Türkiye Cumhuriyet Merkez Bankası (TCMB) Başkanı Fatih Karahan, enflasyon raporunu açıkladı. Karahan açıklamasında, "Dezenflasyon süreci başladı." dedi ve enflasyon tahminini açıkladı.
TCMB Başkanı Karahan "2024, 2025, 2026 yılları enflasyon tahminlerinde değişikliğe gitmedik, 2024 için yüzde 38, 2025 için yüzde 14 ve 2026 için yüzde 9 olarak öngörüyoruz." ifadelerini kullandı.
Karahan "Para politikasındaki kararlı duruş, yurt içi talepte dengelenme, TL'de değerlenme, enflasyon beklentilerinde düzelme, enflasyonun ana eğilimini düşürmeye devam edecek." dedi.

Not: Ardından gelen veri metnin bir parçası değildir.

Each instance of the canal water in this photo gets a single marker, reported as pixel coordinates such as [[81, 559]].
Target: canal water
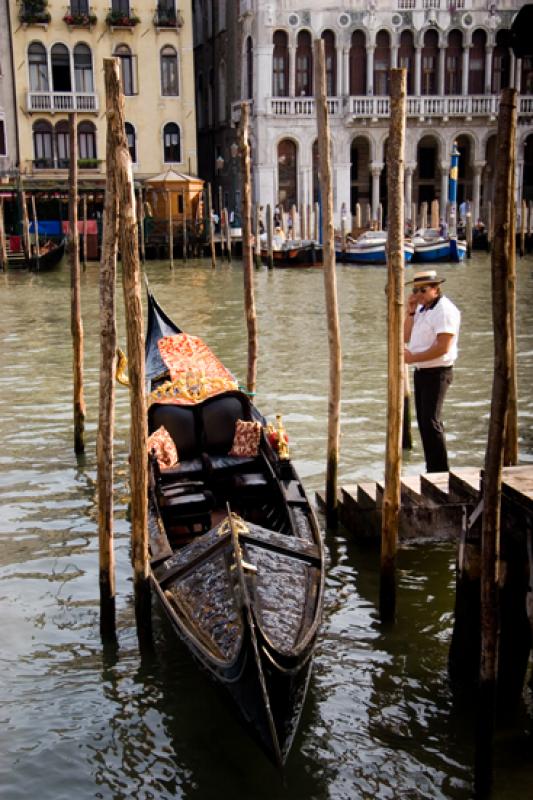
[[380, 720]]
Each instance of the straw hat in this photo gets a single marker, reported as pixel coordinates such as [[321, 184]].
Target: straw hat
[[425, 277]]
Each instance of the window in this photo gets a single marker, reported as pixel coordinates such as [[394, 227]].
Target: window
[[38, 68], [60, 58], [280, 65], [331, 63], [83, 68], [406, 57], [476, 73], [43, 149], [132, 143], [86, 141], [169, 72], [454, 63], [249, 69], [358, 64], [171, 143], [127, 70], [304, 65], [382, 63], [62, 144]]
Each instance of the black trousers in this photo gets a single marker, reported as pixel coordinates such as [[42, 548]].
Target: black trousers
[[431, 385]]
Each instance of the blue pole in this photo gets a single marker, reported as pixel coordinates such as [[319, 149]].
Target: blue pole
[[452, 187]]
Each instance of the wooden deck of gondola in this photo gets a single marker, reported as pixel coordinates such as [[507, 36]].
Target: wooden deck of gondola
[[432, 505]]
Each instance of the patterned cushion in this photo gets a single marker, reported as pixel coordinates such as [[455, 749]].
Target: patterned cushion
[[165, 450], [246, 439]]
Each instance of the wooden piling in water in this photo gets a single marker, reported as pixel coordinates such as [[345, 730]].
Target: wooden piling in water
[[330, 284], [211, 227], [395, 304], [270, 234], [36, 231], [76, 324], [494, 456], [3, 247], [129, 249], [108, 347], [249, 299]]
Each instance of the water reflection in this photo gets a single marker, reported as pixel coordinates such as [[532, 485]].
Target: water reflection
[[379, 720]]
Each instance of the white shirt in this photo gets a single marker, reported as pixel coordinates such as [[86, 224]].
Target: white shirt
[[443, 317]]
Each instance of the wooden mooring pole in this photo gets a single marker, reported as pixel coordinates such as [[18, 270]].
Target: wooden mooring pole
[[330, 285], [76, 324], [3, 247], [247, 255], [108, 346], [390, 518], [492, 480], [131, 282]]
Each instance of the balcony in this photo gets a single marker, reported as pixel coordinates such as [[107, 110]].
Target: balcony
[[52, 102]]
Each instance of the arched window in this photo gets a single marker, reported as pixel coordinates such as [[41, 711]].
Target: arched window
[[430, 63], [38, 68], [169, 72], [43, 147], [171, 143], [330, 54], [476, 70], [62, 144], [222, 92], [382, 63], [60, 59], [132, 141], [249, 69], [406, 57], [83, 68], [280, 65], [287, 188], [501, 62], [304, 65], [87, 141], [454, 63], [127, 69], [358, 63]]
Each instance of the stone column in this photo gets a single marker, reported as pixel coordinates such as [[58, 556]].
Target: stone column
[[418, 71], [370, 69], [375, 169], [442, 70], [476, 191], [466, 66], [488, 71]]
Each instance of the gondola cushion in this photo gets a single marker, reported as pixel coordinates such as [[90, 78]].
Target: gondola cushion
[[161, 443], [219, 419], [180, 423]]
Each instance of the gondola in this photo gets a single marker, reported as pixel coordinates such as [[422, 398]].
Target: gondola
[[237, 560], [48, 259]]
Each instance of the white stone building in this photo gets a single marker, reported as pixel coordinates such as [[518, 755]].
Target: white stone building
[[457, 58]]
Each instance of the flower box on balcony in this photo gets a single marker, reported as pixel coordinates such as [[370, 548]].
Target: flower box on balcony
[[80, 20], [121, 19]]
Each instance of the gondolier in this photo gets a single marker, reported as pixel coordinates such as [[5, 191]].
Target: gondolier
[[431, 332]]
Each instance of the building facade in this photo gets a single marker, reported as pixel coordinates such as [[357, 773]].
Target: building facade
[[457, 57], [8, 137], [58, 53]]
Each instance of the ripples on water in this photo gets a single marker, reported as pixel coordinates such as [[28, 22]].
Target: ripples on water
[[379, 721]]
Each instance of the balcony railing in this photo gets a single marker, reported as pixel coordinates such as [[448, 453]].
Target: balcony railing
[[61, 101]]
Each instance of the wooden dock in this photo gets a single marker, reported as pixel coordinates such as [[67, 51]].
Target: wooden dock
[[433, 505]]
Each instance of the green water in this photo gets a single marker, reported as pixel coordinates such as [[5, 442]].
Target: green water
[[380, 722]]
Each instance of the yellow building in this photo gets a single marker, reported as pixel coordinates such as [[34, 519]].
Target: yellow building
[[58, 53]]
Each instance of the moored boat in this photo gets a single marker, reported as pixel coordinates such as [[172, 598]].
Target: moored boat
[[430, 246], [369, 248], [236, 553]]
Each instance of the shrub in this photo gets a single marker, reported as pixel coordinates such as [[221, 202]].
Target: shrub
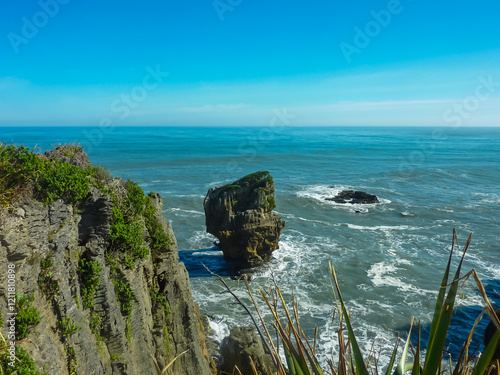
[[48, 285], [27, 316], [159, 240], [24, 364], [67, 327], [61, 180], [22, 170]]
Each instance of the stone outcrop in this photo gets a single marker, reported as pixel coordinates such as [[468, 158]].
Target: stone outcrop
[[241, 216], [354, 197], [237, 349], [51, 246]]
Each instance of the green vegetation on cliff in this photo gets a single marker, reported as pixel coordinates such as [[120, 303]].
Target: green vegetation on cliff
[[248, 180], [22, 172]]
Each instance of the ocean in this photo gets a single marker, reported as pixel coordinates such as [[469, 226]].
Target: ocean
[[390, 257]]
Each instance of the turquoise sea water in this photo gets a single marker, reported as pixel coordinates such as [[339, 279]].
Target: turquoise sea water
[[389, 257]]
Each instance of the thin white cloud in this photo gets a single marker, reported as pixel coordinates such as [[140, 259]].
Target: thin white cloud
[[213, 108]]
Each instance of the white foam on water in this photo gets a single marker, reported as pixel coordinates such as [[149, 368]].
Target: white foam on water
[[220, 329], [488, 198], [386, 273]]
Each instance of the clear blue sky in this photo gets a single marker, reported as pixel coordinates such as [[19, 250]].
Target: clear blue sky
[[233, 62]]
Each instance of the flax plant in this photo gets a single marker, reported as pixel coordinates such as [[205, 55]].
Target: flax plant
[[301, 359]]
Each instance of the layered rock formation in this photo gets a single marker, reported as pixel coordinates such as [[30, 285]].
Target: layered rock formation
[[354, 197], [109, 292], [241, 216]]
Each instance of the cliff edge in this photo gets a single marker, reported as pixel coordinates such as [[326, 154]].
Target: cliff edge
[[90, 268]]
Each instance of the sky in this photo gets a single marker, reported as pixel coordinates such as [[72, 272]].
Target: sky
[[238, 62]]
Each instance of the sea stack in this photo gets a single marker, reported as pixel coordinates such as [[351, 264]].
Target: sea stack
[[241, 216]]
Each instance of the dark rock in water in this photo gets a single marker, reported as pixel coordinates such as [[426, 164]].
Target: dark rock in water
[[488, 335], [241, 216], [354, 197], [238, 347]]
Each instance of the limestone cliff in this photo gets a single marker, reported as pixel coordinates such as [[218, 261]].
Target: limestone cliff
[[241, 216], [99, 286]]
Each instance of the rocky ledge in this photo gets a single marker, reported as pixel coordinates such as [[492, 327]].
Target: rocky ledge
[[354, 197], [99, 288], [241, 216]]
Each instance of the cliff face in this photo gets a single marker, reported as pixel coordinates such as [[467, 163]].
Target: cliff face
[[100, 289], [241, 216]]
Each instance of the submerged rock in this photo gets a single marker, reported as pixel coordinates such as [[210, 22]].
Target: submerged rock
[[241, 216], [488, 335], [238, 347], [354, 197]]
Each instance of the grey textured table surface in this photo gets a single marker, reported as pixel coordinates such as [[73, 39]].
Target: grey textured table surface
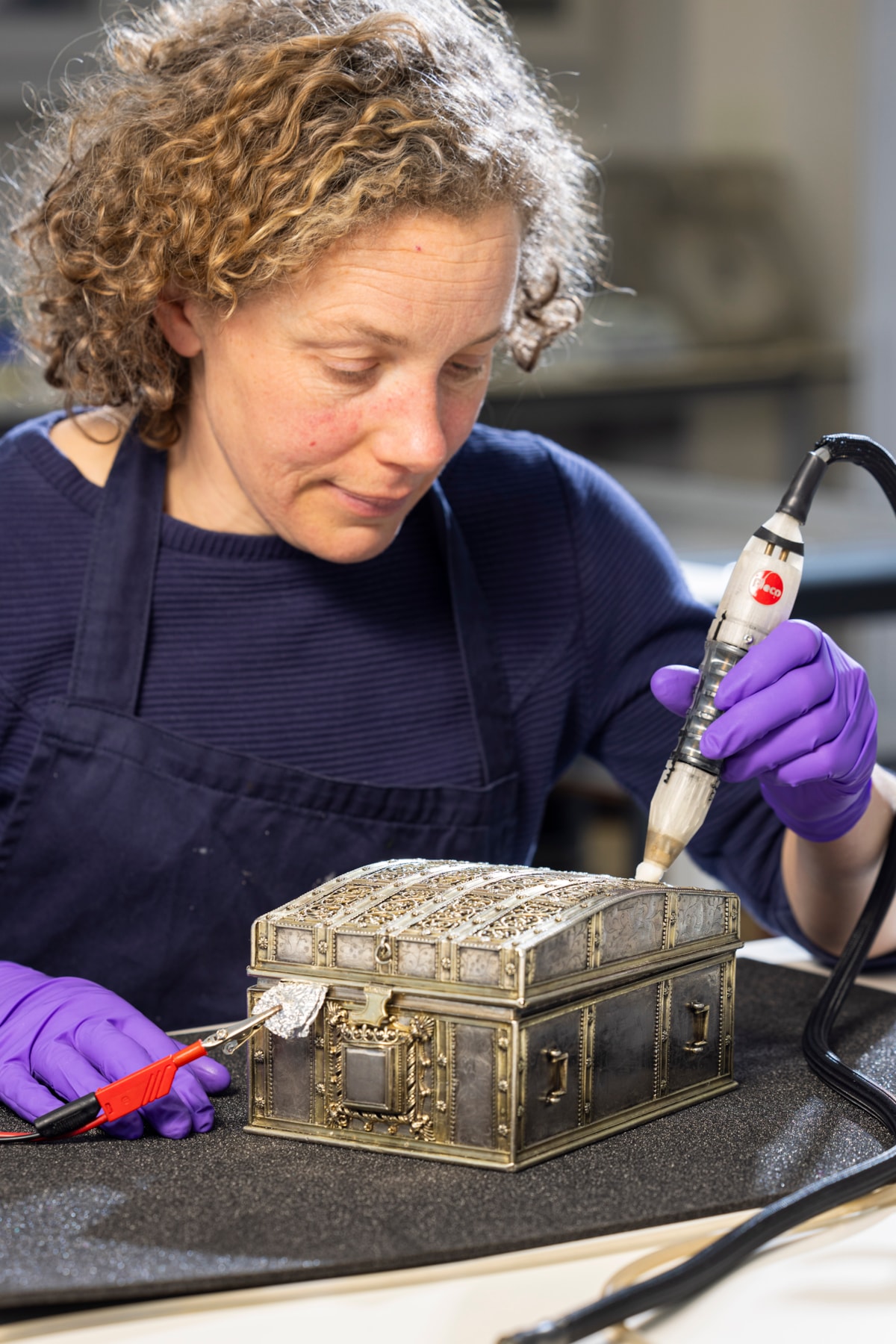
[[99, 1221]]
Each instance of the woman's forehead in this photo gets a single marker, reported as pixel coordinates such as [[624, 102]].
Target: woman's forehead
[[418, 269]]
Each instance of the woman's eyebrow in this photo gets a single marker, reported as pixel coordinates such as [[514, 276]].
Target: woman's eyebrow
[[382, 337]]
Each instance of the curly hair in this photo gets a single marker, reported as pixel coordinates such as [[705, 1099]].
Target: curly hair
[[220, 144]]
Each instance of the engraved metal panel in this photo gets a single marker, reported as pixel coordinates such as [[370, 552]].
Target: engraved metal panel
[[292, 1077], [294, 945], [551, 1080], [473, 1101], [625, 1042], [480, 967], [694, 1027], [563, 954], [417, 959], [702, 914], [355, 951], [633, 927]]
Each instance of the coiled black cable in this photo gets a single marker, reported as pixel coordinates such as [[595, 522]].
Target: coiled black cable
[[723, 1256]]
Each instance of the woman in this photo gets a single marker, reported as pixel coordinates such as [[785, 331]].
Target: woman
[[274, 605]]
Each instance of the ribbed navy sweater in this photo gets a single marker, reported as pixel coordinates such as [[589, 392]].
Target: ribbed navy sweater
[[354, 671]]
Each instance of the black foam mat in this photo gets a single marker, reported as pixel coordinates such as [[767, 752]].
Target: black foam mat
[[101, 1221]]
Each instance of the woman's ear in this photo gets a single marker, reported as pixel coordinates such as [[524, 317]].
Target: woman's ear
[[178, 316]]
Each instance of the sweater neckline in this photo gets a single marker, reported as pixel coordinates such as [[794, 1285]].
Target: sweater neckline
[[62, 473]]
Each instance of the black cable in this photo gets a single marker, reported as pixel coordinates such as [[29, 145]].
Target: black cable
[[723, 1256]]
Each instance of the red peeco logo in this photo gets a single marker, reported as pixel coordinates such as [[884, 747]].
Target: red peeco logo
[[768, 588]]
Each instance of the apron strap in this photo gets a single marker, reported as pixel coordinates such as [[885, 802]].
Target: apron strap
[[117, 601], [487, 685], [117, 596]]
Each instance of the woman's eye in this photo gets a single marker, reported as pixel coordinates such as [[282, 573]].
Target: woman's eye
[[464, 373], [351, 376]]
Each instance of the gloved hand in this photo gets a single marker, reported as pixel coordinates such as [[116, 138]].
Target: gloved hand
[[74, 1036], [800, 717]]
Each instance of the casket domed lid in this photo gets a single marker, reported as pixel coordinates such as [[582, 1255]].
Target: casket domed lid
[[488, 932]]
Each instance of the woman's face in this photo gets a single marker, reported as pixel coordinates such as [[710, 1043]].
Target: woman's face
[[324, 408]]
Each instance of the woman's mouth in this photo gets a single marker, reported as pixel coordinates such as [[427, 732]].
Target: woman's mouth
[[371, 505]]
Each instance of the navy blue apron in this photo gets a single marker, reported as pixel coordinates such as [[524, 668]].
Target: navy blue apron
[[137, 858]]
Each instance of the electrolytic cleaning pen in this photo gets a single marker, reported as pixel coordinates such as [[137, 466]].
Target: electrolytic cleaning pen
[[759, 596]]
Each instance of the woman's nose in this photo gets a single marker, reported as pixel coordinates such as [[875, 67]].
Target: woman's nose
[[413, 436]]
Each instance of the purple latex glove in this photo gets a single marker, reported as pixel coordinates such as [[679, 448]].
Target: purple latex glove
[[74, 1036], [798, 715]]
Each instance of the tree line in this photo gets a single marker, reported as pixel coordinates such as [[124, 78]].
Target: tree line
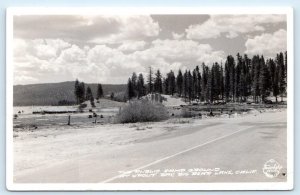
[[236, 81], [82, 94]]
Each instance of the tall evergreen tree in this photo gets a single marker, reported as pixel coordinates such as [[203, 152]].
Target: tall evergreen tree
[[89, 93], [274, 78], [185, 84], [172, 82], [158, 82], [204, 83], [282, 74], [179, 82], [81, 92], [77, 91], [141, 86], [150, 80], [130, 89], [99, 91]]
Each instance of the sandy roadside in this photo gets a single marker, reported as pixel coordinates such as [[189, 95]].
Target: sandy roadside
[[46, 147]]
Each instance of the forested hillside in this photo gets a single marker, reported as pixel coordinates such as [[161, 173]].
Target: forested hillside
[[52, 93]]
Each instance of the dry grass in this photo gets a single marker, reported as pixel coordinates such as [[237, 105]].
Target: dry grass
[[142, 111]]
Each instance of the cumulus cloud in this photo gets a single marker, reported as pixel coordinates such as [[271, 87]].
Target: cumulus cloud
[[94, 29], [101, 63], [267, 44], [231, 25], [132, 46], [177, 36]]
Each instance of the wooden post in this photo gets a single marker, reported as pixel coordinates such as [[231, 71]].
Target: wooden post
[[69, 120]]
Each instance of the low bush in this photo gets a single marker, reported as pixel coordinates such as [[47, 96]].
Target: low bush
[[142, 111]]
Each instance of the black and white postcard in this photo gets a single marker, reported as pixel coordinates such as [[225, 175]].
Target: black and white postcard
[[150, 98]]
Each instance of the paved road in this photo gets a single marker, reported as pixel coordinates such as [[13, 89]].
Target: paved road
[[226, 150]]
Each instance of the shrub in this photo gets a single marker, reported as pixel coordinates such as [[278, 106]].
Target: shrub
[[142, 111], [185, 113]]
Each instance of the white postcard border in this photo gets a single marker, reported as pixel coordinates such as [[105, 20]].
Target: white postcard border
[[147, 186]]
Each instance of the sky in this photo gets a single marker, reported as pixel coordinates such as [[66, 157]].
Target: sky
[[107, 49]]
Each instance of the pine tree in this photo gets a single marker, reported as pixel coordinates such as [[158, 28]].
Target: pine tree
[[141, 86], [81, 92], [179, 83], [172, 82], [238, 77], [230, 78], [274, 78], [130, 89], [204, 83], [99, 91], [158, 82], [185, 84], [134, 83], [198, 83], [282, 74], [263, 79], [77, 91], [89, 93], [256, 75], [150, 80], [222, 82]]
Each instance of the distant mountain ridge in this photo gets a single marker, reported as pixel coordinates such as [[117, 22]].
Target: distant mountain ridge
[[51, 93]]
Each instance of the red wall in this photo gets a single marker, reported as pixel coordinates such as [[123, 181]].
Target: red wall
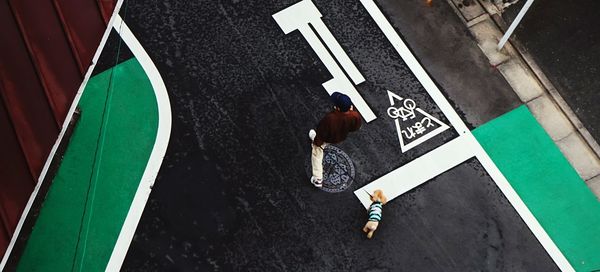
[[46, 46]]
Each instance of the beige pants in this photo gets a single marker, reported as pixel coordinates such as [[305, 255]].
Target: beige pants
[[316, 160]]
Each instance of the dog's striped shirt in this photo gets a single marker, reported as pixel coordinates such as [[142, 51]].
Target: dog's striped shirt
[[375, 211]]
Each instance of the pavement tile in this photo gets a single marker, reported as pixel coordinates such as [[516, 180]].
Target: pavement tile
[[469, 9], [580, 156], [594, 185], [521, 80], [550, 117], [487, 35]]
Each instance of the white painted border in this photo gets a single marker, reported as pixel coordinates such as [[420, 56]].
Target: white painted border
[[158, 151], [61, 135], [473, 146]]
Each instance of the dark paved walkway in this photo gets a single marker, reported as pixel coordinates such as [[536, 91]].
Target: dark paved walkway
[[233, 193], [563, 38]]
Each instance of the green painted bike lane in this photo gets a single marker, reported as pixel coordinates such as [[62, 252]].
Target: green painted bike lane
[[91, 194], [547, 183]]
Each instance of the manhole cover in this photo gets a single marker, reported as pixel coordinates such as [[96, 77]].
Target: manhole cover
[[338, 170]]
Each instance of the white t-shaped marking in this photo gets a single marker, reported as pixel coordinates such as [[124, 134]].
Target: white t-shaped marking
[[299, 17]]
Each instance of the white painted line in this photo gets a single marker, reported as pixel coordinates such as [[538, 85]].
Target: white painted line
[[522, 209], [158, 151], [461, 128], [414, 65], [298, 17], [514, 24], [420, 170], [338, 52], [61, 135]]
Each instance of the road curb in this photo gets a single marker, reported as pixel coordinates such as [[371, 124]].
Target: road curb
[[533, 88]]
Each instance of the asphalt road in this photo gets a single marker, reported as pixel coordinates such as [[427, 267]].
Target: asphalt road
[[233, 193]]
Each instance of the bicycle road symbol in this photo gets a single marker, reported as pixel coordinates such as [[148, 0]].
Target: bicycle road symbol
[[406, 112], [411, 130]]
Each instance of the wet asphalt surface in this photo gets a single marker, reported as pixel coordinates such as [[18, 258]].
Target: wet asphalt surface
[[233, 192], [563, 39]]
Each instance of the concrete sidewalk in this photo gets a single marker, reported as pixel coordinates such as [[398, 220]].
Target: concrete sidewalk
[[533, 88]]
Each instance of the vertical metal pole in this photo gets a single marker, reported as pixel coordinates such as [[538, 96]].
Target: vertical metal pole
[[514, 24]]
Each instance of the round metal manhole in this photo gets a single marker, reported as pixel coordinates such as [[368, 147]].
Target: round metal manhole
[[338, 170]]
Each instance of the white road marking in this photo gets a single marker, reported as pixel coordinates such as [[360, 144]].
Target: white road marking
[[406, 112], [158, 151], [61, 135], [392, 179], [299, 17], [420, 170]]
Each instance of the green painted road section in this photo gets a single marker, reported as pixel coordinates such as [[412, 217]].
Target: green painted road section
[[91, 194], [549, 186]]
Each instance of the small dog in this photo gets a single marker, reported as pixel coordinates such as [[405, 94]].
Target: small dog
[[375, 212]]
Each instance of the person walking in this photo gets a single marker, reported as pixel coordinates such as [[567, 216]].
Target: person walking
[[332, 129]]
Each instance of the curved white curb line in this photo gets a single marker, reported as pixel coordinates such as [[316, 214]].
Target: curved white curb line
[[158, 151], [61, 135]]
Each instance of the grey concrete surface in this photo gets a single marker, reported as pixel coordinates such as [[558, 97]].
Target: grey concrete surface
[[581, 157], [552, 119], [563, 38], [233, 194]]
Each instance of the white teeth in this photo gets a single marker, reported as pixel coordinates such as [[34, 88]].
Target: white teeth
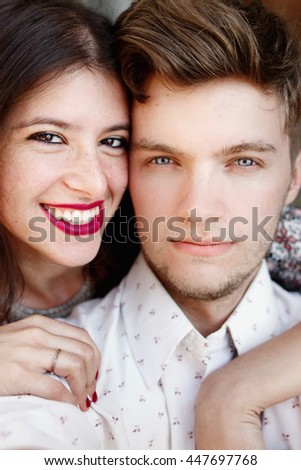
[[67, 216], [75, 217]]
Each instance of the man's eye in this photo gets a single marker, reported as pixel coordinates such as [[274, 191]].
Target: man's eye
[[115, 142], [47, 137], [162, 160], [245, 162]]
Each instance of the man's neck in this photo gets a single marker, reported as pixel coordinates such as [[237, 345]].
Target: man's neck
[[208, 316]]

Türkiye Cumhuriyet Merkez Bankası (TCMB) Başkanı Fatih Karahan'ın açıklamalarından satır başları;
Dezenflasyon süreci öngördüğümüz şekilde başladı. Makro göstergeler bu süreçle uyumlu ilerliyor. Sıkı para politikası duruşu sonucunda kredi büyümesinde yavaşlama belirginleşti. Yurt içi talep ikinci çeyrekten bu yana azalmakta. Talepteki dengelenme güçlenerek devam edecek. Cari işlemler açığında düşüş sürüyor. Para politikasında kararlı duruşu sürdürerek dezenflasyonu sağlayacak şekilde hareket edeceğiz.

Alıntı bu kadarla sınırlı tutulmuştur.